The Fatty Boom Boom one-liner is hilarious: This is what happens when you wear a meat dress in the jungle.

The play on pop iconography is astute. Gaga created herself as a robotic freak, birthed from an egg through a mix of science and black magic.

She arrived as a mind-controlled and sexless puppet of the mass media. Die Antwoord neatly shattered her image by inserting a symbol of the natural world in her woman parts.

The reason behind it, of course, is fame and money. Die Antwoord had a nasty fallout with Interscope – which Gaga is signed to.

The band attacked the label, drumming up as much publicity as possible to launch their new album independently. Fatty Boom Boom is a publicity stunt that tells us American-style pop has reached a new level of nastiness.

The implication of it all for Die Antwoord is what’s curious, though. Gaga is not hard core; she is mainstream, they’re saying. Her tour will be a safari. Unlike her, Die Antwoord are the real deal. Except, of course, they aren’t.

The middle-aged, middle-class ­Watkin Tudor Jones created the dumb, aggressive Ninja by neatly appropriating Cape Flats gangster culture and merging it with white poverty.

He says of his identity that he represents all South Africa’s cultures “f***ed into one person”. He’s essentially blackface and, in the Fatty Boom Boom video, Yo-Landi is painted in black – a zap sign to critics who raise the point that they’re “exotic coons”.

Of course American-style pop has long been a construct. Only one member of the Village People was gay and none of them sang – they mimed to hits generated by clever producers. In order to turn the stage into a music video, Madonna mainstreamed live lip-synching. Hell, Michael Jackson changed colour.

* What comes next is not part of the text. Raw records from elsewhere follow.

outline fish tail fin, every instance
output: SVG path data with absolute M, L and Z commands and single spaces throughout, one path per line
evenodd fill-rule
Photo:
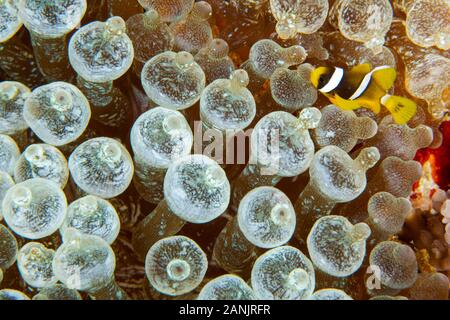
M 392 114 L 392 118 L 398 124 L 405 124 L 416 114 L 416 103 L 410 99 L 391 96 L 389 94 L 381 98 L 381 104 Z

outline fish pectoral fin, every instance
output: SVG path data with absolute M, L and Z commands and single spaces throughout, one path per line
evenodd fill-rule
M 397 72 L 394 68 L 380 69 L 372 74 L 373 81 L 384 91 L 392 88 L 396 78 Z
M 417 105 L 414 101 L 399 96 L 384 96 L 381 103 L 392 114 L 392 118 L 398 124 L 405 124 L 417 112 Z
M 356 100 L 346 100 L 335 94 L 329 97 L 330 101 L 343 110 L 355 110 L 361 108 L 361 105 Z
M 372 110 L 375 114 L 381 110 L 380 99 L 386 94 L 386 91 L 382 90 L 376 83 L 372 83 L 366 89 L 364 94 L 355 99 L 364 108 Z

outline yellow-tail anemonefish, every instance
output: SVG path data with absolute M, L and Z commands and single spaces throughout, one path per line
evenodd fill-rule
M 417 107 L 410 99 L 387 93 L 396 77 L 395 69 L 389 66 L 371 70 L 367 63 L 348 72 L 338 67 L 318 67 L 311 72 L 314 87 L 341 109 L 368 108 L 379 113 L 383 105 L 395 122 L 405 124 L 414 116 Z

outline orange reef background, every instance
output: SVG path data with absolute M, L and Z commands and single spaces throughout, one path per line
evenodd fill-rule
M 450 121 L 441 124 L 443 141 L 439 148 L 420 149 L 414 160 L 422 165 L 430 161 L 433 170 L 433 180 L 442 190 L 450 189 Z M 417 185 L 418 182 L 416 182 Z M 416 187 L 416 186 L 415 186 Z

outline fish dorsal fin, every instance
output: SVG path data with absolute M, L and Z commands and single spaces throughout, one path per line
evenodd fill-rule
M 351 68 L 349 73 L 353 75 L 361 74 L 362 77 L 364 77 L 366 74 L 370 72 L 370 68 L 371 67 L 369 63 L 363 63 Z
M 394 85 L 395 79 L 397 78 L 397 72 L 394 68 L 385 66 L 384 68 L 373 69 L 372 79 L 376 84 L 382 88 L 384 91 L 388 91 Z
M 354 66 L 346 74 L 345 82 L 349 86 L 349 88 L 351 88 L 351 90 L 354 92 L 358 89 L 359 85 L 361 84 L 361 81 L 364 79 L 364 76 L 369 72 L 370 72 L 370 64 L 368 63 Z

But it’s foolish to dismiss them – to say it’s “just pop”. Was Madonna “just pop” when she changed the Western world’s perception of femininity for better or worse? Nah.

In a world of pop power, just like Gaga, Die Antwoord are at best culture-busting tricksters. At worst, they are shock peddlers perpetuating unhealthy stereotypes to their armies of fans.

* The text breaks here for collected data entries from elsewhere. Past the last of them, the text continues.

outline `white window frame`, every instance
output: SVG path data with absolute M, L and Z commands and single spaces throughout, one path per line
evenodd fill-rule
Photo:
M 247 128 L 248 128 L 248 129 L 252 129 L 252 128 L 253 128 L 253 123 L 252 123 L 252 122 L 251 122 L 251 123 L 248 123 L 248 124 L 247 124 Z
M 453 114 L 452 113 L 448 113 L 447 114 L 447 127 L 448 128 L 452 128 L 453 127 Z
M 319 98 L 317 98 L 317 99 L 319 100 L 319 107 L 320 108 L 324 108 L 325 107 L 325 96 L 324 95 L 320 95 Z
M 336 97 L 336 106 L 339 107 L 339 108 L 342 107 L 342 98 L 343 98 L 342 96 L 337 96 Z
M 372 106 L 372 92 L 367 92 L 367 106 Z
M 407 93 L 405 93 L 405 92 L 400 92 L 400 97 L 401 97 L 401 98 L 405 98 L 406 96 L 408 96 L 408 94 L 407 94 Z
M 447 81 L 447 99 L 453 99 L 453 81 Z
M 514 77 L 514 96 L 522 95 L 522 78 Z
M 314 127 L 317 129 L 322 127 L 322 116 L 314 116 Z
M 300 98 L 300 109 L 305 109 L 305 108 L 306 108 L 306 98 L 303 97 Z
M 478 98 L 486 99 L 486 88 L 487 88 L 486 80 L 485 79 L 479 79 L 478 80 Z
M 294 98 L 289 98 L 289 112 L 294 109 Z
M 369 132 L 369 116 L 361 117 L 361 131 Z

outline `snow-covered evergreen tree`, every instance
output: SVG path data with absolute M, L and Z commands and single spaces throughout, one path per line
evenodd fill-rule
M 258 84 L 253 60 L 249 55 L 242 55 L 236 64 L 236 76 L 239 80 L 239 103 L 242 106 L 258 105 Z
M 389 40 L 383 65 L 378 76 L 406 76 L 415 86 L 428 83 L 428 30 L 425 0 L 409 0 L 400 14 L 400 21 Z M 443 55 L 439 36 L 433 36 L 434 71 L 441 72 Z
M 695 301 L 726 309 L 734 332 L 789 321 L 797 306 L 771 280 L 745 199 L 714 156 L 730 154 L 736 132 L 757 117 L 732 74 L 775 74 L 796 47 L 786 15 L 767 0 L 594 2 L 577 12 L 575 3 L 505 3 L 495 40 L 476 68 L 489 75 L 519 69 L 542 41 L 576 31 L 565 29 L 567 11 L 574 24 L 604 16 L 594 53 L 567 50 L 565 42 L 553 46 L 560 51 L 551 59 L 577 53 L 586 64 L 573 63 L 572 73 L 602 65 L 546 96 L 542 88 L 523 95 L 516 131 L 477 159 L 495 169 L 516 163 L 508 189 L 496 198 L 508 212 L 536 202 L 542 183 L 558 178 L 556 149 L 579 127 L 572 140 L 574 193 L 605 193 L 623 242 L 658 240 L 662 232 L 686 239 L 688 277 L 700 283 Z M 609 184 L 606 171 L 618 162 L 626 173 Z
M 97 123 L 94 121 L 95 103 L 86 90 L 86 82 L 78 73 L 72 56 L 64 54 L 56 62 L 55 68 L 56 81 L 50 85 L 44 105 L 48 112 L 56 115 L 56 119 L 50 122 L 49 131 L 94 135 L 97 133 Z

To shock, they will drape a snake around their six-year-old daughter, insult Xhosa initiation and glorify homophobia. They’ll act out misogynist fantasies and celebrate violence.

Lighten up, say their fans, Die Antwoord is an elaborate joke, a big old piss-take of gangsta rap.

The real problem, though, is that, like Gaga, their music is pretty crap. Neither makes music; they make an image. No one this week is talking about the song. They’re talking about the video.

Like Gaga, they need to keep reinventing themselves and, like her, they need to keep eating up the ideas of other artists to stay alive. That’s how it goes with shock pop. It eats itself.